Adding Depth Data from RGB-D Sensor to the z-buffer of OpenGL for Occlusion in AR

Hi guys!
I want to achieve occlusion effects using an RGB-D sensor in my Augmented reality app just like this video:

The camera may be moving around a marker.

Can you please tell me what is the methodology to achieve this and what algorithm should I use?

I read that one solution is to somehow fill the depth buffer of openGL with the depth data from the sensor.
I still don’t get it though.
Right now I render a 2D textured quad with video stream from the sensor and virtual objects on top of a marker.

What exactly should I do?Any projects/code samples that might help?I can’t find any step by step tutorial on this one.

I was told to upload the depth data as a texture and bind it as the depth buffer for the render target.
This would require matching the near and far planes of the projection matrix with the min and max values of the depth sensor.

I just don’t get it though.If my depth buffer of opengl sees a depth value of 0.2 for example,how will it understand that it has to draw a pixel that belongs to the video stream and not a pixel that belongs to virtual object?

I was told to upload the depth data as a texture and bind it as the depth buffer for the render target.
This would require matching the near and far planes of the projection matrix with the min and max values of the depth sensor.

Yes, but you’re going to have to do that anyway. That’s the only way you can have rendered elements match with, and be obscured by, existing photographed elements.

BTW, when they said to do this, I think they were also assuming that you’d be uploading the “video stream” pixel data to a texture and also using that as your color render target. So you would have the video color and depth data as your framebuffer.

I just don’t get it though.If my depth buffer of opengl sees a depth value of 0.2 for example,how will it understand that it has to draw a pixel that belongs to the video stream and not a pixel that belongs to virtual object?

Because that’s how a depth buffer works.

When you draw a triangle, the depth values for each fragment are written to the depth buffer.
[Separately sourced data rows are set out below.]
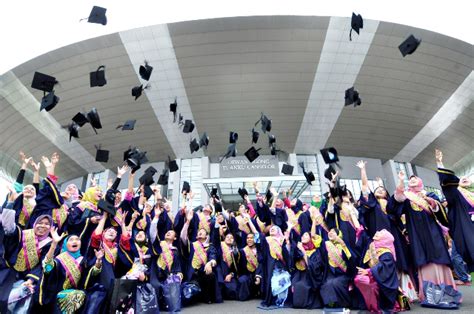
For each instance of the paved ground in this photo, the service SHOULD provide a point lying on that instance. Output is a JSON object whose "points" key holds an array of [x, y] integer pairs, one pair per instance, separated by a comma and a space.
{"points": [[251, 307]]}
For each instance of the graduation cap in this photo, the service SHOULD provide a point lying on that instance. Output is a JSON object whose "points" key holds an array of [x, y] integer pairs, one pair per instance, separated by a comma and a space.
{"points": [[94, 119], [163, 179], [73, 129], [308, 175], [137, 90], [233, 137], [328, 173], [173, 109], [255, 136], [172, 164], [271, 139], [329, 155], [356, 24], [128, 125], [204, 140], [49, 101], [287, 169], [265, 122], [409, 45], [43, 82], [101, 155], [231, 152], [252, 154], [97, 15], [97, 78], [194, 146], [242, 192], [147, 179], [145, 71], [352, 97], [186, 187], [80, 118], [188, 126]]}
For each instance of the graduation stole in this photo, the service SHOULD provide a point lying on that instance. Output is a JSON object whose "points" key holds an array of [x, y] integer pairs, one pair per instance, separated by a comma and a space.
{"points": [[252, 260], [166, 257], [25, 213], [199, 256], [29, 255], [275, 248], [110, 254], [335, 256], [383, 204], [204, 223], [468, 196], [243, 226], [73, 269], [417, 202], [60, 215], [226, 254], [293, 219]]}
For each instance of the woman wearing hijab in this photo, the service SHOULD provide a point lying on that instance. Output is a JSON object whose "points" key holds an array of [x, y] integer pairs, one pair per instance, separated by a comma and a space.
{"points": [[202, 261], [309, 274], [378, 284], [85, 215], [275, 250], [459, 194], [66, 276], [23, 252], [340, 269], [428, 246], [106, 240], [250, 266]]}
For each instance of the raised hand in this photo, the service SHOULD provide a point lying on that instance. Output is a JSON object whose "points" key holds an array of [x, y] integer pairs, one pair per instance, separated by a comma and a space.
{"points": [[54, 235], [122, 170]]}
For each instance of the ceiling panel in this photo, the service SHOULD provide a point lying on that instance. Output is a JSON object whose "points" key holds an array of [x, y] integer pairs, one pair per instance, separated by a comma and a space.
{"points": [[234, 70]]}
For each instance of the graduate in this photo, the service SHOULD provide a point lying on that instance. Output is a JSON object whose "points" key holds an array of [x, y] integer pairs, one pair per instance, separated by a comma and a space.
{"points": [[340, 269], [309, 274], [379, 282], [66, 276], [201, 257], [250, 265], [23, 252], [428, 246], [459, 193]]}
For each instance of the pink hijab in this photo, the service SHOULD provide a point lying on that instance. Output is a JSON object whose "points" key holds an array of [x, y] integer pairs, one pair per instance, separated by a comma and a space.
{"points": [[385, 241], [418, 188]]}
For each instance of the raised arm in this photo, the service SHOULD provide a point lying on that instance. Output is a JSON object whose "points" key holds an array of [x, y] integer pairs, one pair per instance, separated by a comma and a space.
{"points": [[363, 176]]}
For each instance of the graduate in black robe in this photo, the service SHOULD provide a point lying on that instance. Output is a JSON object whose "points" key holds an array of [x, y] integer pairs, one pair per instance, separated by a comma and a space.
{"points": [[66, 277], [378, 281], [339, 271], [309, 274], [459, 193]]}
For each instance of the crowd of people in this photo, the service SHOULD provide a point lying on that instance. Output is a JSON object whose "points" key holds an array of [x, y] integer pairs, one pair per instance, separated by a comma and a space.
{"points": [[64, 252]]}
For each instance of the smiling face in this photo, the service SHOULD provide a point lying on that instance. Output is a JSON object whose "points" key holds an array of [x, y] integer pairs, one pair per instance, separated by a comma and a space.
{"points": [[305, 238], [229, 239], [42, 227], [29, 191], [170, 236], [140, 236], [73, 244], [110, 234]]}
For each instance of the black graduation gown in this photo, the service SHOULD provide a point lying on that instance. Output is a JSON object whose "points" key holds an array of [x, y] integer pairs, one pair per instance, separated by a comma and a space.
{"points": [[307, 283], [427, 242], [269, 264], [385, 274], [461, 227]]}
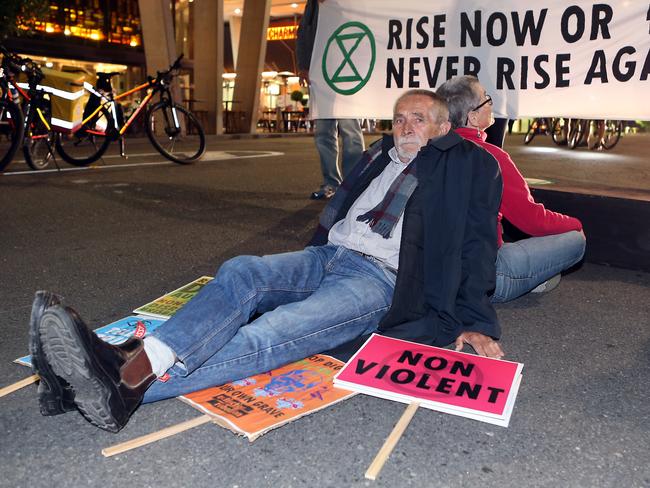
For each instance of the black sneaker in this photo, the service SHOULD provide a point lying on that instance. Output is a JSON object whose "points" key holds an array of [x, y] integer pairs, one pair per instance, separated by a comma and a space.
{"points": [[108, 381], [55, 396], [325, 193]]}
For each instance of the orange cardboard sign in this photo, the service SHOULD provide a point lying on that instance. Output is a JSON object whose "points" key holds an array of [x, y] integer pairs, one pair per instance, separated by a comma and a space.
{"points": [[253, 406]]}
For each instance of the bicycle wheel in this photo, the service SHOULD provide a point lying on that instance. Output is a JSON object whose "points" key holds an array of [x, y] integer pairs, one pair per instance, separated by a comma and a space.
{"points": [[560, 131], [576, 132], [532, 130], [175, 133], [38, 142], [11, 131], [595, 131], [88, 143], [613, 130]]}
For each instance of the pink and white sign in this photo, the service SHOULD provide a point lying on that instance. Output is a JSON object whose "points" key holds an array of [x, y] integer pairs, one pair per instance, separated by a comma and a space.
{"points": [[441, 379]]}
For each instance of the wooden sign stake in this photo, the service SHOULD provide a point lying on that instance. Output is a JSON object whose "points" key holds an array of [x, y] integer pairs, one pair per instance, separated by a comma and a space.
{"points": [[391, 441], [156, 436], [18, 385]]}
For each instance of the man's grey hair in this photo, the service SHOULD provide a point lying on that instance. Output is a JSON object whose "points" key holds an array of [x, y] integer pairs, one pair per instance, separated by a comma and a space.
{"points": [[461, 98], [439, 112]]}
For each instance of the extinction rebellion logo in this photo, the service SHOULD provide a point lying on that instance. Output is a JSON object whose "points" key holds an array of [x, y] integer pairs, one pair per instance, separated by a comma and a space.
{"points": [[349, 58]]}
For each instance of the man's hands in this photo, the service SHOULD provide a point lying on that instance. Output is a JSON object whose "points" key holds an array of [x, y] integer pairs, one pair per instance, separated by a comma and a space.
{"points": [[482, 344]]}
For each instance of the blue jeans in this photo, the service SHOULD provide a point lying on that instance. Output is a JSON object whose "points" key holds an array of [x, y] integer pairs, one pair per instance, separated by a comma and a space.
{"points": [[310, 301], [326, 139], [523, 265]]}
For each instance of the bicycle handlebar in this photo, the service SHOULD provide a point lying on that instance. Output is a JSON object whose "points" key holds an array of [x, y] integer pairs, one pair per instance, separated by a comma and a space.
{"points": [[17, 63]]}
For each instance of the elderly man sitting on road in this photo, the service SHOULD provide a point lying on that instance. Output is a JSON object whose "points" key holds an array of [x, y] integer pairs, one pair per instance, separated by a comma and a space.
{"points": [[406, 248]]}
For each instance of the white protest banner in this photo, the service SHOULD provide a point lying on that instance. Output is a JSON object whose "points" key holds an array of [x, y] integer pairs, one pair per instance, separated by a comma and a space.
{"points": [[585, 59]]}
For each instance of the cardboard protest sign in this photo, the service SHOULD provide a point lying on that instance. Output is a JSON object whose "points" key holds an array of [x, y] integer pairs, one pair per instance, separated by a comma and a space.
{"points": [[168, 304], [458, 383], [255, 405], [117, 332]]}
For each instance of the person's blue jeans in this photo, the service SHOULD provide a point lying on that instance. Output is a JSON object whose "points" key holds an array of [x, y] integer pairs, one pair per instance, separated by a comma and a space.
{"points": [[310, 301], [524, 264], [326, 133]]}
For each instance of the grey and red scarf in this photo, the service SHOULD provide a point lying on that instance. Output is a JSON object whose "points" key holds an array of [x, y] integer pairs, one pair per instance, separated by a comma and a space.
{"points": [[385, 215]]}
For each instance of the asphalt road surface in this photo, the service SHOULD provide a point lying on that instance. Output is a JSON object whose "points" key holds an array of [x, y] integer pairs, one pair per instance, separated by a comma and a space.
{"points": [[114, 237]]}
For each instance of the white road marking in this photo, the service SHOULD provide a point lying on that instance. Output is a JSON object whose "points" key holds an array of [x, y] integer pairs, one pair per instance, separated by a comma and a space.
{"points": [[209, 156]]}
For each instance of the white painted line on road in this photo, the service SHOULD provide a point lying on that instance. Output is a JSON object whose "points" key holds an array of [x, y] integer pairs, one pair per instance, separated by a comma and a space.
{"points": [[209, 156]]}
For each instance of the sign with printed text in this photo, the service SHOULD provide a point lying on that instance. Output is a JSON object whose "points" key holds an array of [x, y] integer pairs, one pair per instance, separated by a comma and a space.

When you draw a second triangle, the depth value at each appropriate pixel is read and compared with the depth value from the fragment. If the fragment’s depth is “behind” the pixel’s depth, then it is not rendered.

The only difference is what is generating the initial depth data. In your case, it’s data pulled from photographed elements. You just need to put that data into the depth buffer. And if your depth ranges match, then the photographed depths will correspond to the scene-rendered depths.

The rest is just regular depth buffer operations.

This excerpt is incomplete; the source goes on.